Butternut Squash with Pesto

Butternut Squash with Pesto

Tender roasted butternut squash wedges topped with a textured pistachio herb pesto, salty feta cheese, and sweet pomegranate seeds.

1h 5mIntermediate4 servings

Equipment

Baking tray
Baking parchment
Food processor
Chef's knife

Ingredients

4 servings

butternut squash

  • 1 butternut squash, quartered lengthways, skin-on, seeds removed
  • 60 ml olive oil
  • 5 g sea salt, fine
  • 2 g black pepper, freshly ground
  • 150 g feta, crumbled
  • 100 g pomegranate seeds

pesto

  • 100 g shelled pistachio nuts
  • 70 g parmesan, rough chunks
  • 100 ml olive oil
  • 30 g cilantro, fresh
  • 30 g parsley, fresh
  • 30 g dill, fresh
  • 1 red chilli, chopped
  • 30 ml lemon juice
  • 6 g salt

Nutrition (per serving)

793
Calories
20g
Protein
42g
Carbs
65g
Fat
12g
Fiber
11g
Sugar
2315mg
Sodium

Method

01

Preheat the oven to 200°C (400°F).

02

Line a large baking tray with baking parchment.

03

Coat the squash wedges with 60ml olive oil, sea salt, and black pepper. Place them on the baking tray.

04

Roast the squash for 45 to 50 minutes at 200°C (400°F) until the edges brown and the flesh is tender.

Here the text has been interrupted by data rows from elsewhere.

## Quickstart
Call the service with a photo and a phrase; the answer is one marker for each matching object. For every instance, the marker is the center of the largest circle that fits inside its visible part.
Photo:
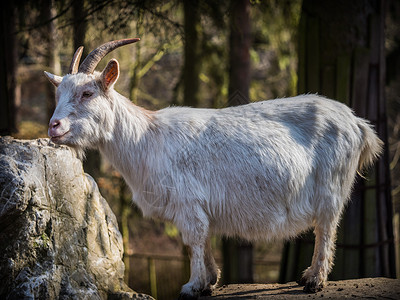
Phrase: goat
(266, 170)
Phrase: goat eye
(87, 94)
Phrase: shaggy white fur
(265, 170)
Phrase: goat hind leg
(314, 278)
(212, 270)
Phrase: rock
(59, 238)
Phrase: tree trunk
(79, 25)
(8, 69)
(52, 57)
(341, 56)
(192, 62)
(238, 255)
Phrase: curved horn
(94, 57)
(73, 67)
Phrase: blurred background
(215, 54)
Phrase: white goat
(265, 170)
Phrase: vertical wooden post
(341, 56)
(152, 276)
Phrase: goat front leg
(194, 235)
(212, 270)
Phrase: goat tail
(372, 145)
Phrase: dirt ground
(366, 288)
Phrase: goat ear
(54, 79)
(110, 74)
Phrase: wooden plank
(313, 57)
(301, 84)
(343, 74)
(328, 87)
(360, 81)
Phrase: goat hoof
(312, 287)
(206, 292)
(184, 296)
(302, 281)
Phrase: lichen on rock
(59, 238)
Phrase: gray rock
(59, 238)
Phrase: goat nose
(54, 124)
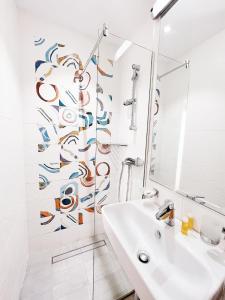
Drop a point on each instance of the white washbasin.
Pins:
(180, 268)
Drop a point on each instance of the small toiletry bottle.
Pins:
(184, 226)
(190, 221)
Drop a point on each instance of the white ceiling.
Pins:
(86, 16)
(191, 22)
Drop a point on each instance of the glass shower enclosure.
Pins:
(90, 118)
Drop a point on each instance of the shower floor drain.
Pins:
(143, 257)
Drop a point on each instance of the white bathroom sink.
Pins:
(180, 267)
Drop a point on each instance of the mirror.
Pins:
(188, 138)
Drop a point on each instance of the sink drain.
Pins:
(143, 257)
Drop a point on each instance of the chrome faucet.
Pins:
(166, 212)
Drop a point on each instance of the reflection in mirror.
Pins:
(197, 36)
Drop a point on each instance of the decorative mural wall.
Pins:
(73, 122)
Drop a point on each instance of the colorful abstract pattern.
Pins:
(74, 136)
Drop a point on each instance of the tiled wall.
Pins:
(13, 236)
(204, 143)
(204, 117)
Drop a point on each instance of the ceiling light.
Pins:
(122, 49)
(167, 29)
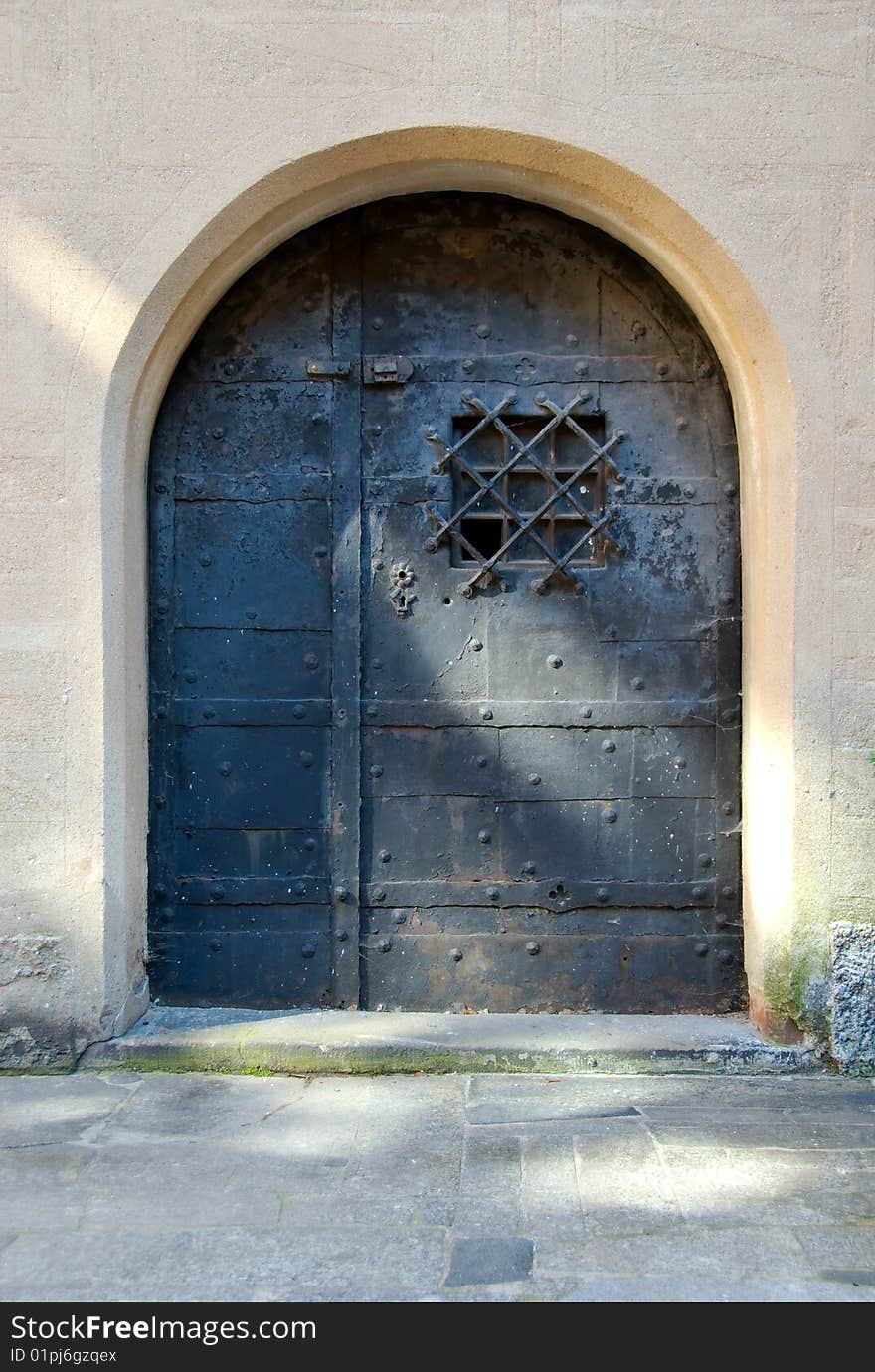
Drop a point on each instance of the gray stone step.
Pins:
(172, 1039)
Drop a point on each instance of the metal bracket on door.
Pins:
(386, 371)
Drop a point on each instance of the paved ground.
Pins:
(195, 1187)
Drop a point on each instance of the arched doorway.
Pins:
(444, 628)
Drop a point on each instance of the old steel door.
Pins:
(445, 627)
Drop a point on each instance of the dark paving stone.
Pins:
(483, 1261)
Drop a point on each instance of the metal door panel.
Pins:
(553, 843)
(675, 762)
(557, 769)
(669, 671)
(250, 664)
(252, 778)
(274, 317)
(431, 762)
(521, 667)
(565, 763)
(256, 429)
(270, 967)
(644, 974)
(263, 570)
(286, 854)
(430, 837)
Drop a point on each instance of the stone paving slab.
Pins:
(127, 1186)
(318, 1042)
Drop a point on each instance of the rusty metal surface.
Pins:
(444, 639)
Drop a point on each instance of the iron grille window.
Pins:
(488, 524)
(527, 490)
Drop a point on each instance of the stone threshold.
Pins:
(309, 1042)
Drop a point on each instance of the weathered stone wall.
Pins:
(150, 150)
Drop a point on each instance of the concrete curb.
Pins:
(170, 1039)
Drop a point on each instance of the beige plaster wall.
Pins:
(152, 150)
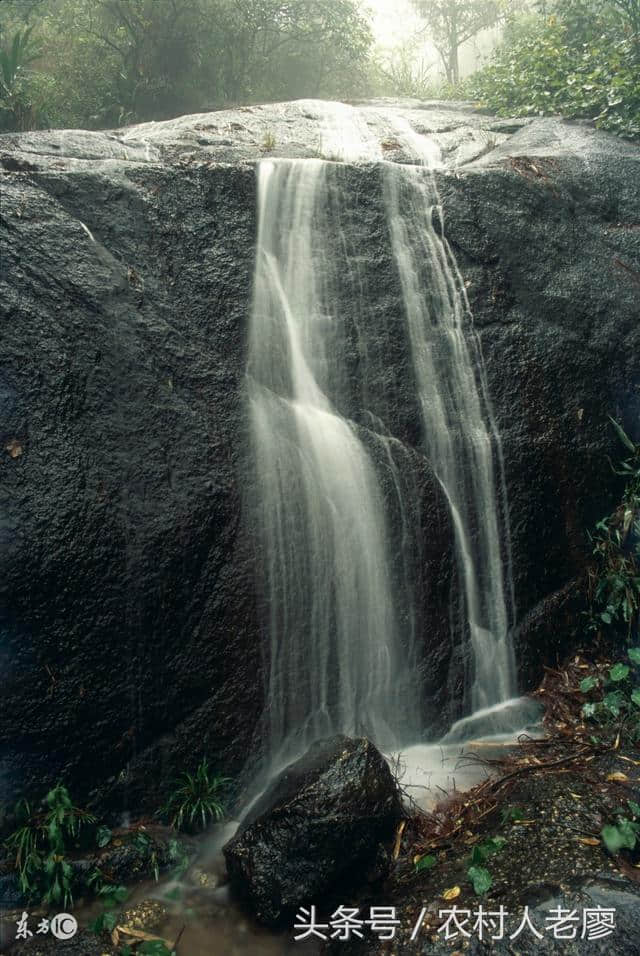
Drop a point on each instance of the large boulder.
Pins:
(320, 825)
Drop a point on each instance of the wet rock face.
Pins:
(130, 640)
(318, 826)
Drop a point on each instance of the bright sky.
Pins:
(393, 20)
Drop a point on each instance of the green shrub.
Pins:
(196, 799)
(579, 64)
(41, 844)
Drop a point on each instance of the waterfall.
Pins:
(339, 658)
(461, 440)
(336, 660)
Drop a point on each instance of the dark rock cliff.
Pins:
(129, 638)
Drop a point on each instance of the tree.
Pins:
(453, 22)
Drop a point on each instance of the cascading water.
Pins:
(336, 661)
(462, 442)
(339, 660)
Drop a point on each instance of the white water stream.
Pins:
(339, 659)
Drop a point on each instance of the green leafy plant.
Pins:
(111, 897)
(614, 581)
(155, 947)
(41, 844)
(624, 834)
(478, 874)
(480, 879)
(581, 61)
(617, 694)
(425, 862)
(197, 799)
(512, 814)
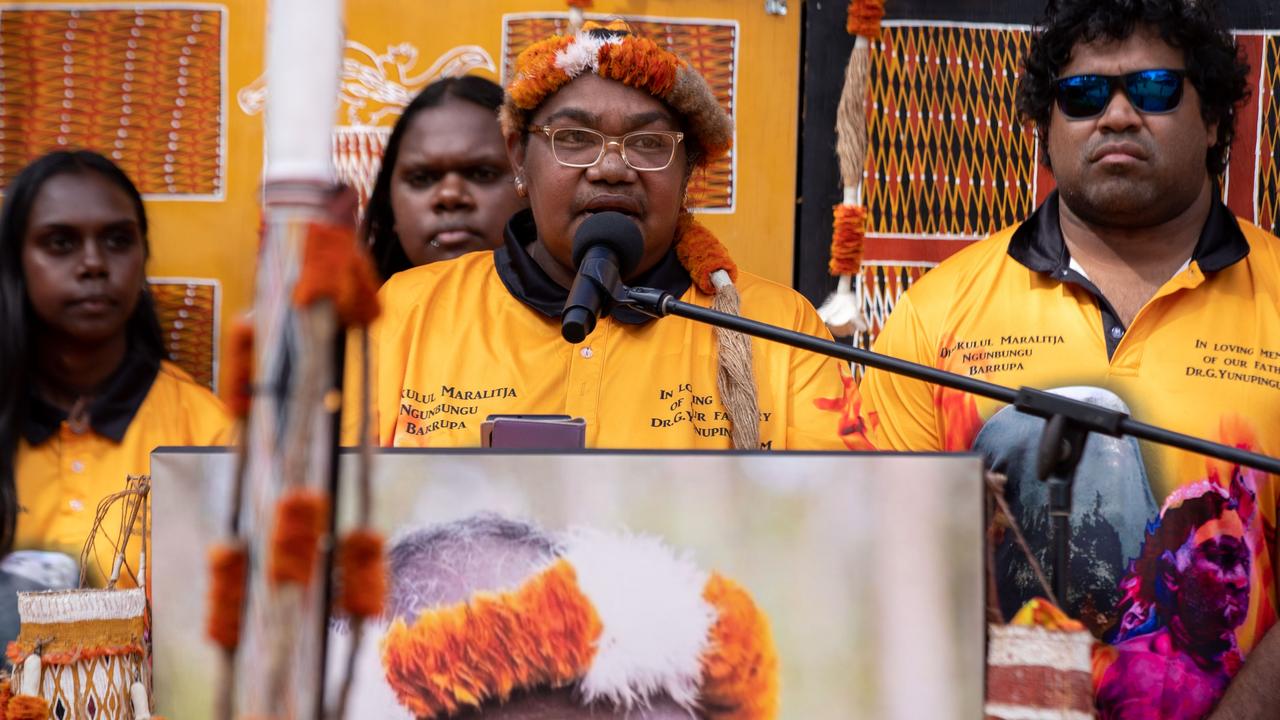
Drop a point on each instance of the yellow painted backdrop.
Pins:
(215, 237)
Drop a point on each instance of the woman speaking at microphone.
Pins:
(600, 122)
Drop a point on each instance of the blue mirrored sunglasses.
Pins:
(1150, 91)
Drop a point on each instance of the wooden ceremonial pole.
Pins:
(289, 428)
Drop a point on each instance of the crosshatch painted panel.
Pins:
(141, 85)
(946, 153)
(188, 319)
(882, 285)
(709, 46)
(1269, 140)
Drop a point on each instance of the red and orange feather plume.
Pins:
(702, 253)
(300, 522)
(361, 574)
(542, 634)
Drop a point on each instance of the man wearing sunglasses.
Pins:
(1136, 285)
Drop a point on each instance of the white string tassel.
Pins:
(31, 675)
(141, 703)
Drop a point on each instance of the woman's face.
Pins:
(83, 258)
(451, 188)
(563, 197)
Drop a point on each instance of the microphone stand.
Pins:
(1068, 422)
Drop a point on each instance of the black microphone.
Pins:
(606, 247)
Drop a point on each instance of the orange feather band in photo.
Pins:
(615, 53)
(621, 619)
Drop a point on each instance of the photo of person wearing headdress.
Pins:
(497, 618)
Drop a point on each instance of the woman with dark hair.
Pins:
(446, 186)
(87, 392)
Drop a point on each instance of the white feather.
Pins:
(584, 54)
(580, 57)
(657, 624)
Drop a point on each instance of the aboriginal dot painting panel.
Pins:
(188, 319)
(1269, 139)
(142, 85)
(709, 46)
(946, 153)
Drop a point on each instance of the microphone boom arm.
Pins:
(1032, 401)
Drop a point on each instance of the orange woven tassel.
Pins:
(238, 376)
(27, 707)
(362, 574)
(301, 518)
(228, 568)
(864, 18)
(337, 268)
(849, 231)
(702, 253)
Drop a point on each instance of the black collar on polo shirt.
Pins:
(110, 413)
(530, 285)
(1038, 245)
(1038, 242)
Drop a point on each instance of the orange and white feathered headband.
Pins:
(620, 618)
(613, 53)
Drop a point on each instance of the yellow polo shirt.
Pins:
(62, 474)
(1201, 358)
(480, 335)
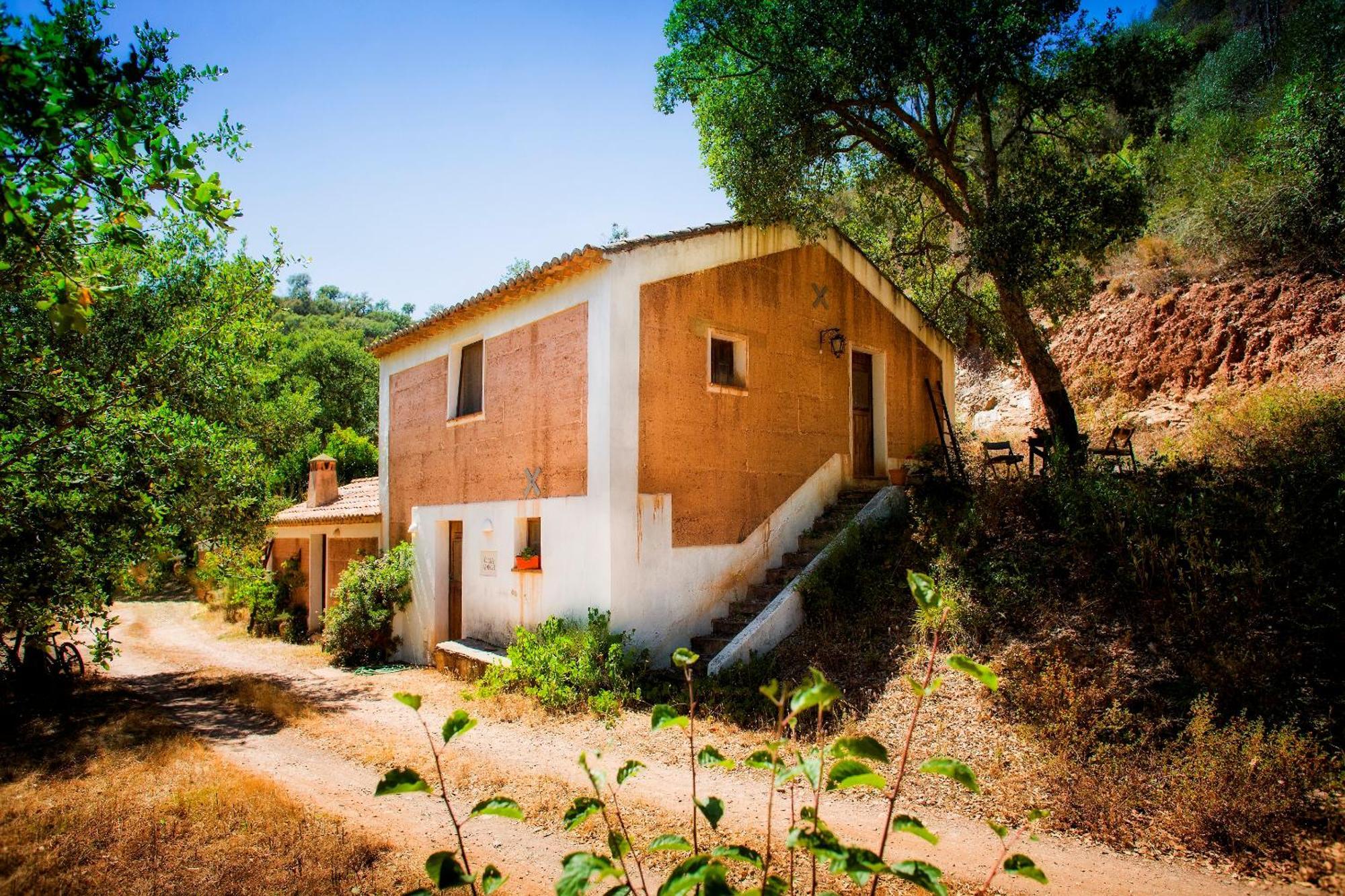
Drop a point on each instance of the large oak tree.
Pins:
(1003, 124)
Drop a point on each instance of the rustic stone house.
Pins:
(646, 428)
(323, 533)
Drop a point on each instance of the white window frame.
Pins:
(740, 361)
(455, 374)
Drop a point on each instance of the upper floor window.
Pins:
(728, 362)
(471, 380)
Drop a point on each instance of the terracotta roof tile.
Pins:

50mLook for: Edges are slightly brownedFeel: Knife meets little resistance in the flesh
05

Place pistachios and parmesan chunks in a food processor and pulse until broken into small pieces.

06

Gradually pour 100ml olive oil into the processor while pulsing until the desired pesto consistency is reached.

07

Add cilantro, parsley, dill, chilli, and lemon juice to the mixture. Pulse briefly to combine.

08

Add 6g salt and pulse one final time. Adjust seasoning to taste and chill until needed.

09

Arrange roasted squash on plates, drizzle with pesto, and top with crumbled feta and pomegranate seeds.

Chef's Notes

  • For the best roasting results, ensure butternut squash pieces are relatively uniform in size to promote even cooking.
  • Don't over-process the pesto; a slightly coarse texture will provide a more pleasant mouthfeel and visual appeal.
  • Taste and adjust the pesto seasoning before serving. The saltiness of the feta and the sweetness of the pomegranate can balance the herbs and lemon.
  • If you prefer a smoother pesto, you can add a tablespoon or two of water to the food processor while it's running, but be careful not to make it too thin.
  • The roasted squash can be prepared a day in advance and gently reheated before assembling the dish.

Storage

Refrigerator: 3 daysStore pesto and squash separately for best texture.

Reheating: Reheat squash in a 180°C (350°F) oven until warm; serve pesto at room temperature.